Challenging Finkelstein on BDS
, a Palestine solidarity activist who works with Al-Awda NY: The Palestine Right to Return Coalition, considers the effects of a debate about BDS.
THERE HAVE been a number of thoughtful and incisive rebuttals to the recent video interview in which Norman Finkelstein absurdly calls the growing boycott, divestment and sanctions (BDS) movement against apartheid Israel a "cult" and admonishes Palestinians to limit their struggle to the "two-state solution" (Video: Arguing the boycott, divestment and sanctions campaign with Norman Finkelstein (interviewed by Frank Barat), February 9, 2012).
However, Finkelstein's attack on the BDS movement is not, as some of his critics have suggested, merely an indication of personal demoralization, faulty legal analysis or political shortsightedness. Rather, it reflects a stubborn attempt to rationalize his rejection of Palestinian demands--especially full equality and refugee rights--that challenge the legitimacy of a "Jewish state."

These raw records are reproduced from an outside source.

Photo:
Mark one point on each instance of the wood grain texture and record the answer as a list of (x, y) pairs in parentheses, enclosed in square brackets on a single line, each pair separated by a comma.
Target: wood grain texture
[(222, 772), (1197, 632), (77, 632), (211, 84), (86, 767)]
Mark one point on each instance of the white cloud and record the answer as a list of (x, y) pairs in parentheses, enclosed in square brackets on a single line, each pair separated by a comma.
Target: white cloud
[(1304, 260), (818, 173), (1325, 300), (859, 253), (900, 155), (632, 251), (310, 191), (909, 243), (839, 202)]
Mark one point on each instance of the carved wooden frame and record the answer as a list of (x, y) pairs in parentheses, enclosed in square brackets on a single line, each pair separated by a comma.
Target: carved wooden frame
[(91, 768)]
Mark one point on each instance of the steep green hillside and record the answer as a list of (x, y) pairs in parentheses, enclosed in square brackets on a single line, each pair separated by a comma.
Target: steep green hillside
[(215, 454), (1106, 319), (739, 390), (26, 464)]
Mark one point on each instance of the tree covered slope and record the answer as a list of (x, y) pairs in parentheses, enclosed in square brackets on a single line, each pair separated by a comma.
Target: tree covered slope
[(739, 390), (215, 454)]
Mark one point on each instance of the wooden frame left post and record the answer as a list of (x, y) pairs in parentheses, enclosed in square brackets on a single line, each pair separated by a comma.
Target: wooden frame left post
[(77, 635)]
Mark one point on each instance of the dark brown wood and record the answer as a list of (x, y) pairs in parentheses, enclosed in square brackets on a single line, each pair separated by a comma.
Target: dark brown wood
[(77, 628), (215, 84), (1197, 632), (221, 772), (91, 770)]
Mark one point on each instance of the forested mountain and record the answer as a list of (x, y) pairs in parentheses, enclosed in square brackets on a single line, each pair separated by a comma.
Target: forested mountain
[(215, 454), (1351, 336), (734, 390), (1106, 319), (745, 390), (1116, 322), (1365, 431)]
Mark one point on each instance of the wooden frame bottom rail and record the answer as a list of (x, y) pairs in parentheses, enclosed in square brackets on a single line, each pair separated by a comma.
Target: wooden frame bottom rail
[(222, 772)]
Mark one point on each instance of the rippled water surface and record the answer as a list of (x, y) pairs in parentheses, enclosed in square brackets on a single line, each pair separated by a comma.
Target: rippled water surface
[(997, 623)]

"What is the result [if BDS demands are satisfied]?" Finkelstein rhetorically asks in the interview. "You know and I know what the result is. There's no Israel!"
This existential defense of Israel is hardly new. Despite his ferocious criticism of the 45-year-long occupation, Finkelstein has long represented those non-Palestinians in the solidarity movement who see the "two-state solution" as necessary to ensure Israel's survival as a "Jewish state," a means of reconciling their altruism with their political comfort zone.
Not only is this unjust on its own terms, but it places Finkelstein squarely at odds with a grassroots Palestinian movement demanding an end to all the apartheid structures, without which the "Jewish state" could not exist.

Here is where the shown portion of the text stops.